Our hypothesis is that intravenous administration of HepB mAb19 during suppressive nucleos(t)ide therapy will be safe and well tolerated, will lead to decreased levels of circulating HBsAg, and enhance host innate and adaptive immune responses to HBV.

The study has two parts:

Part A: In part A, a single dose of HepB mAb19 or placebo is administered by randomization into three different dose groups. Gradually higher doses of HepB mAb19 will be used, meaning that participants in group 1 will receive a low dose (3 mg/kg), which will be assessed for safety before a single dose of 10 mg/kg and 30 mg/kg are tested under the same principle. Participants in each group 1-3 will be randomized in a 3:1 ratio to receive either HepB mAb19 or placebo (normal saline).
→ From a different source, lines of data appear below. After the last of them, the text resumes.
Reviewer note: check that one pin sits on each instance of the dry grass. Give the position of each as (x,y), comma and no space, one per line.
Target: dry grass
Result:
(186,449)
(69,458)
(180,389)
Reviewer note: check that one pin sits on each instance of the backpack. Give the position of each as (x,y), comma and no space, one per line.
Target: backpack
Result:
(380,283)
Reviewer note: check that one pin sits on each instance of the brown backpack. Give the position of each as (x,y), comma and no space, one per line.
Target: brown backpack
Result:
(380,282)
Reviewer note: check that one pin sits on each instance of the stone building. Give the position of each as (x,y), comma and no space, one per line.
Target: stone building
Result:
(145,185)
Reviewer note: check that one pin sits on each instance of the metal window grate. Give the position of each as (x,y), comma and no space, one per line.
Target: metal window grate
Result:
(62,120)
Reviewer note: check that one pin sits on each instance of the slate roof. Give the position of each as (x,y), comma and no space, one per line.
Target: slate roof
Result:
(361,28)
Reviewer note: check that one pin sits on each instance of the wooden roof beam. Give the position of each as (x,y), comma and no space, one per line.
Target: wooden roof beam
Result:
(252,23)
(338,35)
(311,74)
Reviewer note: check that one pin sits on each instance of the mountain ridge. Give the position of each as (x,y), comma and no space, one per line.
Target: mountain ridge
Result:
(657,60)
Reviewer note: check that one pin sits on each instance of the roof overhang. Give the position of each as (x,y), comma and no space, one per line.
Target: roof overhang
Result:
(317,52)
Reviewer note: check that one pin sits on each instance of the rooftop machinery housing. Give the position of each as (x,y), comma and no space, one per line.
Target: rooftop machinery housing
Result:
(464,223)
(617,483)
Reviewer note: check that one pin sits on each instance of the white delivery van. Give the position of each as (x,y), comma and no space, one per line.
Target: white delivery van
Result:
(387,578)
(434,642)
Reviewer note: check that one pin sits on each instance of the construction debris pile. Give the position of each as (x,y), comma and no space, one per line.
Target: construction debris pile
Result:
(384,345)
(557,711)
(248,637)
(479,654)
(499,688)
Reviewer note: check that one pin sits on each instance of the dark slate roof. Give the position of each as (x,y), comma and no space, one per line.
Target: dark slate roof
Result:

Part B: Based on part A, the maximum tolerated dose (MTD) of HepB mAb19 will be established. This dose will subsequently be used in part B, where a fourth group of 18 individuals will receive HepB mAb19 without randomization.

Participants will undergo safety assessments 1, 3, and 7 days after the administration of the trial antibody or placebo infusion, then weekly through to week 4, and finally at weeks 8, 12, 24, 36, and 48.

Blood samples will be collected during study visits. These blood samples will be used for analyses of safety, how HepB mAb19 is absorbed in the body, the effects of HepB mAb19 on HBV, and the immune system's response to it. Blood samples will be collected on day 0 before the administration of HepB mAb19, at the end of the antibody or placebo infusion, after 1, 3, and 7 days, and during subsequent follow-up visits.